Fine. No more acting.
But before he could speak, Qingyao swung a leg over his lap and sat astride him, arms looping around his neck.
“If you want it right now,” she whispered, eyes half-lidded, “I’ll say yes.”
Her hand slid toward the buttons of his shirt.
Ethan caught her wrist.
She really was getting impatient.
He met her gaze and said, clearly, “Drop the set dressing. I’m the one who can take you home.”
Qingyao froze for half a beat—then softened her expression again, leaning forward until her forehead touched his.
“No fever,” she murmured, as if diagnosing him. “Is it the nightmare again…?”
“I’ve met Delanna,” Ethan cut in.
That landed.
Her smile faltered.
Ethan didn’t let her recover.
“Dirge Priestess,” he said.
Silence.
Now it made sense.
Delanna had told him mermaids couldn’t freely cross worlds. They were the Creator’s followers, nothing more.
The only mermaid who could be here—who could exist in the player world—was the guardian brought over twenty years ago by Huang Yanyan’s father.
The Dirge Priestess.
Bound in deep sleep inside the Heart Coral.
Inside the coral cards Ethan had stumbled into.
The Blood Rite Incident had flooded the player world with supernatural force.
It had awakened her.
But she wasn’t a Transcendent. She was alone in a strange world, cut off from her kind.
So she’d fallen back on mermaid tradition: ensnare a human man, win his true love, and use that devotion to step onto the path.
And by proximity, by convenience…
Ethan had become her target.
They sat like that for several seconds—still tangled in an intimate pose—each one thinking about the same problem from opposite angles.

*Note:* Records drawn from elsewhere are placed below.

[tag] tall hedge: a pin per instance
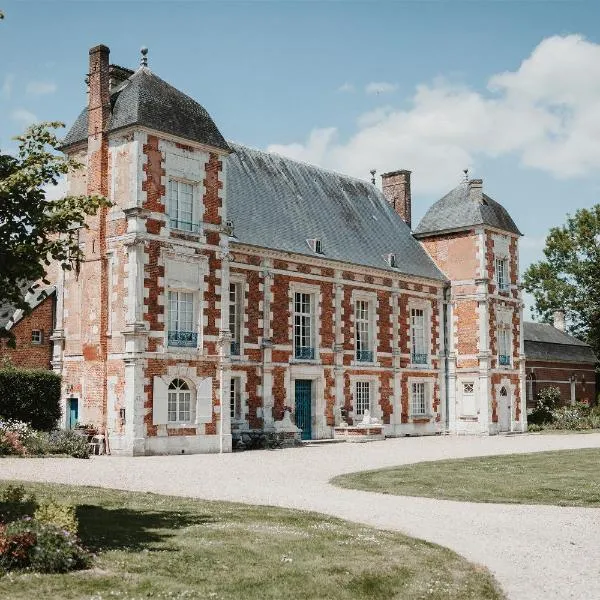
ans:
(30, 395)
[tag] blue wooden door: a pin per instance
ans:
(303, 407)
(73, 412)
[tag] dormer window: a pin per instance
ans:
(390, 259)
(315, 245)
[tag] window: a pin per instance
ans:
(235, 317)
(234, 399)
(363, 326)
(181, 320)
(181, 206)
(418, 399)
(303, 326)
(419, 350)
(502, 274)
(363, 397)
(504, 346)
(179, 402)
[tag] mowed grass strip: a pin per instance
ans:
(152, 546)
(564, 478)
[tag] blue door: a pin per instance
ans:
(73, 412)
(303, 407)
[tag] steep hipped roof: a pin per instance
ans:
(145, 99)
(463, 207)
(544, 342)
(279, 203)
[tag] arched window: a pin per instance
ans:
(180, 401)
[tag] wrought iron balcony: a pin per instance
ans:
(364, 355)
(419, 359)
(304, 352)
(187, 339)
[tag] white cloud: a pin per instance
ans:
(40, 88)
(380, 87)
(7, 86)
(346, 88)
(24, 116)
(54, 192)
(546, 112)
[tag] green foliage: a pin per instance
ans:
(35, 231)
(15, 503)
(31, 395)
(569, 277)
(61, 515)
(40, 547)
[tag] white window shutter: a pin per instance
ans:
(204, 401)
(160, 414)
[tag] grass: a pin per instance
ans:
(564, 478)
(151, 546)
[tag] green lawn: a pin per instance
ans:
(151, 546)
(565, 478)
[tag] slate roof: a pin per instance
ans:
(544, 342)
(279, 203)
(145, 99)
(463, 207)
(34, 296)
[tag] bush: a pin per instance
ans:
(32, 396)
(41, 547)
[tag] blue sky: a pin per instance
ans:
(505, 88)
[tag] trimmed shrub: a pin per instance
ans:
(31, 395)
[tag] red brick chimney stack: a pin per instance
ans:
(396, 189)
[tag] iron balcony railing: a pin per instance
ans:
(419, 359)
(304, 352)
(364, 355)
(187, 339)
(184, 225)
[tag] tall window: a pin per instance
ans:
(180, 402)
(234, 399)
(181, 319)
(504, 346)
(235, 317)
(363, 397)
(418, 399)
(363, 338)
(303, 326)
(502, 273)
(419, 350)
(181, 205)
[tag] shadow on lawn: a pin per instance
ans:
(125, 529)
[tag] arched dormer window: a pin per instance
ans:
(180, 402)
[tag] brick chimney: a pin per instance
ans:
(396, 189)
(476, 190)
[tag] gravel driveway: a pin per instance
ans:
(543, 552)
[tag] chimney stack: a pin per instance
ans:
(476, 190)
(396, 189)
(559, 320)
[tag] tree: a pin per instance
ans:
(33, 230)
(569, 277)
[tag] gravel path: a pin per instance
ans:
(536, 552)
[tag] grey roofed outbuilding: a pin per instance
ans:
(145, 99)
(462, 208)
(279, 203)
(545, 342)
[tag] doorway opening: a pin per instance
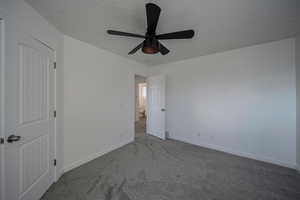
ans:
(140, 106)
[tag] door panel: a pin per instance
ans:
(30, 160)
(156, 106)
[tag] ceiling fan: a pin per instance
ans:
(151, 44)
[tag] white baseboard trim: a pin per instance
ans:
(92, 157)
(243, 154)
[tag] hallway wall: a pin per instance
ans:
(99, 101)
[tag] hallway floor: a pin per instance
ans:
(152, 169)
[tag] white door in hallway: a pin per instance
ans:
(29, 148)
(156, 106)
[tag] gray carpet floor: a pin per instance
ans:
(152, 169)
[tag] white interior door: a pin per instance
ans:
(156, 106)
(30, 148)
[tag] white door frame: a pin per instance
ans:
(156, 116)
(2, 86)
(3, 15)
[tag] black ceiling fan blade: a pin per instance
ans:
(153, 12)
(136, 49)
(187, 34)
(163, 50)
(120, 33)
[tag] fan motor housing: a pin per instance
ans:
(150, 46)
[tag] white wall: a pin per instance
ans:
(22, 20)
(138, 80)
(241, 101)
(298, 98)
(99, 101)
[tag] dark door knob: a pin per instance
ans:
(13, 138)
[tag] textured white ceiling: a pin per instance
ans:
(220, 25)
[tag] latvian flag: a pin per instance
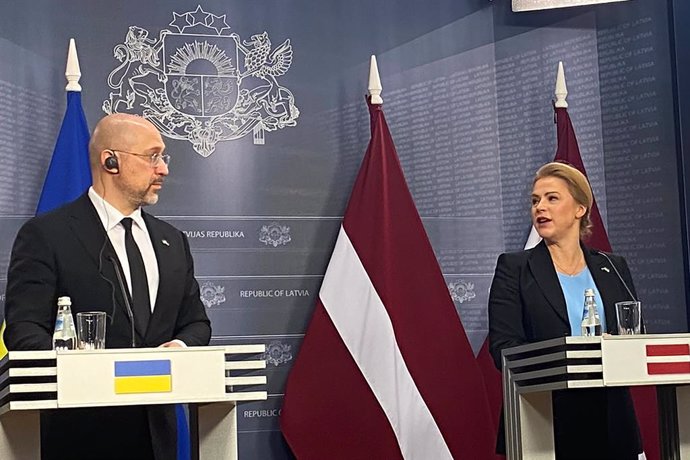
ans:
(385, 370)
(668, 359)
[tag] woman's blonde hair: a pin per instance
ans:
(578, 186)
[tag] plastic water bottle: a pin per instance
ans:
(65, 335)
(591, 323)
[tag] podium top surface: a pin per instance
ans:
(130, 376)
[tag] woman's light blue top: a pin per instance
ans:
(573, 288)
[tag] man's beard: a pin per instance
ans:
(147, 197)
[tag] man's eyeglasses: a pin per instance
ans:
(154, 158)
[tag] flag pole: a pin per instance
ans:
(72, 71)
(561, 91)
(374, 82)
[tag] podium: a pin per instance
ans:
(31, 381)
(531, 372)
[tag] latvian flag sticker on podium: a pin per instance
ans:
(668, 359)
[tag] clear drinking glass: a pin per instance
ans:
(91, 330)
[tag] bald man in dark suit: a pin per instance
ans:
(75, 251)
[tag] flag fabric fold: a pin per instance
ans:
(69, 173)
(385, 369)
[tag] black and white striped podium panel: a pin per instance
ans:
(531, 372)
(211, 378)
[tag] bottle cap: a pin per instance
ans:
(62, 301)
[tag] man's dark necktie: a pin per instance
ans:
(141, 305)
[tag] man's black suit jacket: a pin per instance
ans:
(66, 253)
(526, 304)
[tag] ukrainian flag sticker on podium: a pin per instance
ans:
(150, 376)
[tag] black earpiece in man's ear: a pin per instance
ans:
(111, 164)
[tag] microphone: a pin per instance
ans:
(618, 275)
(125, 296)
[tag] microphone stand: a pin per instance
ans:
(125, 296)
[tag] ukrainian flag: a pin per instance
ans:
(152, 376)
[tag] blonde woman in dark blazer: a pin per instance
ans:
(538, 294)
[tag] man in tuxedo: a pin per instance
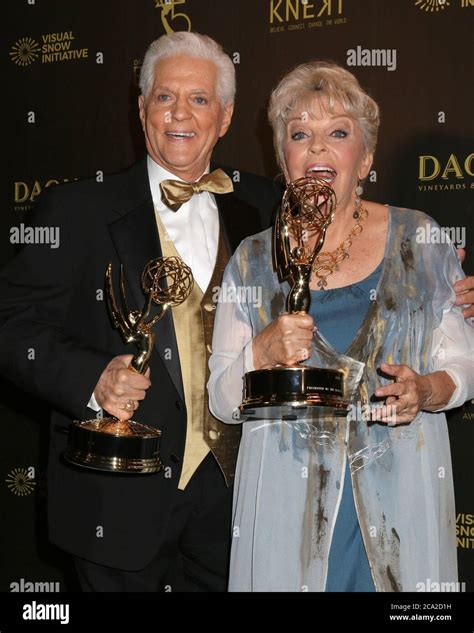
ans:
(170, 530)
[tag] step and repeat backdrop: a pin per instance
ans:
(71, 68)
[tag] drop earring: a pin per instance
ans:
(359, 191)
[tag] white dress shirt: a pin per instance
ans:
(194, 229)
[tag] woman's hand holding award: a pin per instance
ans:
(290, 392)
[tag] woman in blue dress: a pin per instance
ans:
(365, 502)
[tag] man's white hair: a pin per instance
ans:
(194, 45)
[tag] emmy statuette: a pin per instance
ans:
(126, 446)
(291, 392)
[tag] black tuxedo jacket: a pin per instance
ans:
(56, 339)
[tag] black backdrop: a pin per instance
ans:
(71, 68)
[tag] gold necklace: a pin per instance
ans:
(326, 263)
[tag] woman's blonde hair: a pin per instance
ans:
(326, 80)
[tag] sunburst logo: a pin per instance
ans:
(25, 51)
(432, 5)
(20, 482)
(181, 20)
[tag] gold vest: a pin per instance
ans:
(193, 322)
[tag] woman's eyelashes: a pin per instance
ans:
(340, 133)
(301, 134)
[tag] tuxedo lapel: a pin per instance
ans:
(135, 236)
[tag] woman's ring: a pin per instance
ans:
(129, 405)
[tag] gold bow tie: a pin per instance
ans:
(174, 193)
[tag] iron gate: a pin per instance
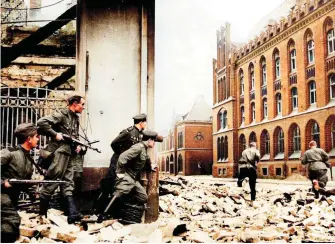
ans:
(24, 105)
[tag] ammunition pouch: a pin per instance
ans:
(45, 159)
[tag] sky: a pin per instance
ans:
(186, 45)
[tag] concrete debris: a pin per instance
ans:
(203, 212)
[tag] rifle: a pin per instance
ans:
(15, 181)
(88, 145)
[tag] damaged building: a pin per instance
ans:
(277, 90)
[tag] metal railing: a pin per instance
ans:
(24, 105)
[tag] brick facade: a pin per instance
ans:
(284, 53)
(187, 144)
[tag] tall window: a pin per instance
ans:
(253, 112)
(265, 108)
(242, 115)
(279, 103)
(252, 78)
(277, 63)
(315, 133)
(312, 92)
(263, 72)
(242, 83)
(280, 141)
(331, 41)
(267, 143)
(296, 140)
(332, 86)
(293, 60)
(294, 93)
(310, 52)
(333, 134)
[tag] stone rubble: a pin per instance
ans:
(203, 212)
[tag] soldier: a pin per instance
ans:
(129, 167)
(247, 165)
(15, 164)
(126, 139)
(121, 143)
(65, 121)
(317, 160)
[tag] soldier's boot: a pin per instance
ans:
(44, 206)
(316, 189)
(74, 215)
(112, 202)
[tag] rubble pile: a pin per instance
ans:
(204, 212)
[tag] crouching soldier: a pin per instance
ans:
(65, 121)
(248, 168)
(15, 164)
(129, 167)
(317, 161)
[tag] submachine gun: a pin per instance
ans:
(83, 144)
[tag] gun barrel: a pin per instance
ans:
(15, 181)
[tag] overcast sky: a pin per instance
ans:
(186, 44)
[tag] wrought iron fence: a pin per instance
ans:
(24, 105)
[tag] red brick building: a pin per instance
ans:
(188, 147)
(277, 90)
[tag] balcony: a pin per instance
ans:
(277, 85)
(293, 79)
(264, 90)
(330, 63)
(252, 95)
(310, 72)
(241, 99)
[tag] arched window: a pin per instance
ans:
(241, 82)
(310, 52)
(265, 108)
(242, 144)
(252, 137)
(263, 73)
(312, 92)
(294, 94)
(278, 104)
(167, 164)
(218, 149)
(296, 140)
(277, 64)
(331, 41)
(332, 86)
(252, 77)
(253, 112)
(293, 61)
(180, 163)
(225, 156)
(265, 143)
(280, 148)
(332, 135)
(315, 133)
(242, 115)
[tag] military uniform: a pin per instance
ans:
(67, 122)
(15, 164)
(317, 161)
(64, 157)
(247, 165)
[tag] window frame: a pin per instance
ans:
(311, 52)
(294, 98)
(331, 42)
(293, 61)
(312, 92)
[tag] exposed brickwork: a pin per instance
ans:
(312, 26)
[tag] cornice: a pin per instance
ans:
(288, 32)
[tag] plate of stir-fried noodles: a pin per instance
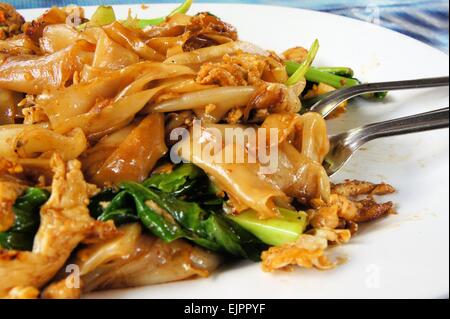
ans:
(165, 151)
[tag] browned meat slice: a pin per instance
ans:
(356, 188)
(65, 223)
(10, 21)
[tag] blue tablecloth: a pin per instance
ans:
(425, 20)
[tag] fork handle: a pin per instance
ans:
(401, 85)
(329, 102)
(433, 120)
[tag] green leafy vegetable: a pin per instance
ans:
(341, 71)
(338, 77)
(189, 220)
(183, 8)
(177, 182)
(104, 15)
(27, 219)
(274, 231)
(316, 75)
(303, 68)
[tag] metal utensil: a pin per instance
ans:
(344, 145)
(327, 103)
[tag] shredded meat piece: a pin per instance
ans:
(350, 210)
(35, 28)
(308, 252)
(10, 21)
(203, 30)
(356, 188)
(272, 97)
(297, 54)
(23, 293)
(322, 88)
(324, 217)
(10, 189)
(65, 223)
(240, 70)
(61, 290)
(369, 210)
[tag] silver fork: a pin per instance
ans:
(327, 103)
(344, 145)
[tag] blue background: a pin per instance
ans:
(425, 20)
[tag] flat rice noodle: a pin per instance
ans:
(244, 182)
(109, 54)
(135, 259)
(94, 157)
(136, 156)
(79, 99)
(299, 177)
(102, 120)
(19, 45)
(163, 44)
(155, 71)
(8, 135)
(34, 142)
(31, 141)
(213, 53)
(33, 75)
(132, 39)
(308, 133)
(8, 106)
(223, 98)
(57, 37)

The illusion began to peel apart.
The yacht, the neon, the TV, the sea—everything flaked away like paint.
Ethan’s bedroom formed around them.
The illusion was gone.
They weren’t.
The mermaid was still straddling his lap, one hand at his collar, the other trapped where he’d held her.
Under the dim bedside lamp, her human face flowed back into her real form.
A long, shimmering tail the color of sunlit water.
Black hair falling to her waist, faintly curled at the ends.
Fin-like ears.
Porcelain skin. Red lips.
Beautiful in a way that would ruin most men.
It didn’t matter.
Ethan released her wrist so she could step back.
She didn’t.
She kept her fingers on his collar, staring at him from inches away—embarrassed, stubborn, curious, and oddly defiant all at once.
Ethan’s patience snapped into a dry laugh.
He asked, “What—are you still trying to continue?”
The mermaid blinked those bright, peach-blossom eyes.
She nodded hard.
“Yes.”
…
September 1. Cycle 10. Player world.
Huang Yanyan sat on her bed at midnight, trying to summarize her last Cycle.
But the more she thought about it, the clearer it became:
Aside from carrying letters and collecting information, her “life” now consisted of eating, drinking, and being shown endless clothes and jewelry by her maids.
At first she’d tried to be practical. If they bought it, she should wear it, right?
She learned a painful truth.
Trying on new outfits was exhausting.
And with the sheer volume Baron Warner kept buying, she could change three times a day and still never catch up.
She flopped back on the bed and groaned.
“When did my life turn into this?”
Her phone rang.
She answered—and Qi Heng’s voice came through, urgent.
“Player 0776 is dead. Someone killed him in the Endless Sea.”
“What?” Huang Yanyan stared at the ceiling.
“Player 0776,” Qi Heng clarified. “One of the official players from his batch. He’s on the death list.”
He spoke fast, like he’d been running.
“Did you see a kill announcement last night? Was it someone from your cohort?”
Huang Yanyan searched her memory.
“I didn’t see Player 0067’s… I didn’t see any kill announcement from my cohort.”
She almost said Only 67 could do it, but she swallowed the thought. Work required precision.
“Okay.” Qi Heng exhaled, disappointed. “I’ll check with the other teammates.”
He hung up.
Huang Yanyan sat up and looked out at the dark window, a knot of unease tightening in her chest.